🤖 AI Summary
This work addresses the challenge of learning product valuations from noisy feedback in repeated contextual procurement auctions, while simultaneously ensuring incentive compatibility and minimizing social welfare loss. The authors propose two novel mechanisms: an Explore-then-Commit mechanism and a Frozen-Payments UCB mechanism, both enabling a tunable trade-off between incentive violation and social welfare regret. The former achieves a regret bound of Õ((ng)^{1/3}T^{2/3}), while the latter allows flexible balancing—via parameter tuning—between Õ(√(ngT)) regret and Õ(T^{3/4}) incentive error, or achieving both at Õ(T^{2/3}). Combining techniques from multi-armed bandits, contextual modeling, and mechanism design, the paper establishes corresponding lower bounds, demonstrating the near-optimality of the proposed approaches.
📝 Abstract
We study repeated contextual procurement auctions in which the platform must learn context-dependent product values from bandit feedback. We give an exactly truthful explore-then-commit mechanism with $\widetilde O((ng)^{1/3}T^{2/3})$ regret.
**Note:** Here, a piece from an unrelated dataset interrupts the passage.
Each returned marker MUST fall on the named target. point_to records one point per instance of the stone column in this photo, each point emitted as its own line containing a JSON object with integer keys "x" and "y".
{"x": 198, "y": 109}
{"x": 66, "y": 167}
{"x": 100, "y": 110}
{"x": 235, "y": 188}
We also give a frozen-payment UCB mechanism with a regret-incentive tradeoff: the near-UCB tuning attains \(\widetilde O(\sqrt{ngT})\) welfare regret, while for fixed \(n,g\) its total incentive error is \(\widetilde O(T^{3/4})\); the balanced tuning gives \(\widetilde O(T^{2/3})\) on both scales. Regret is measured as welfare loss relative to the full-information efficient allocation. We prove a matching lower bound for the frozen-payment regret-incentive tradeoff.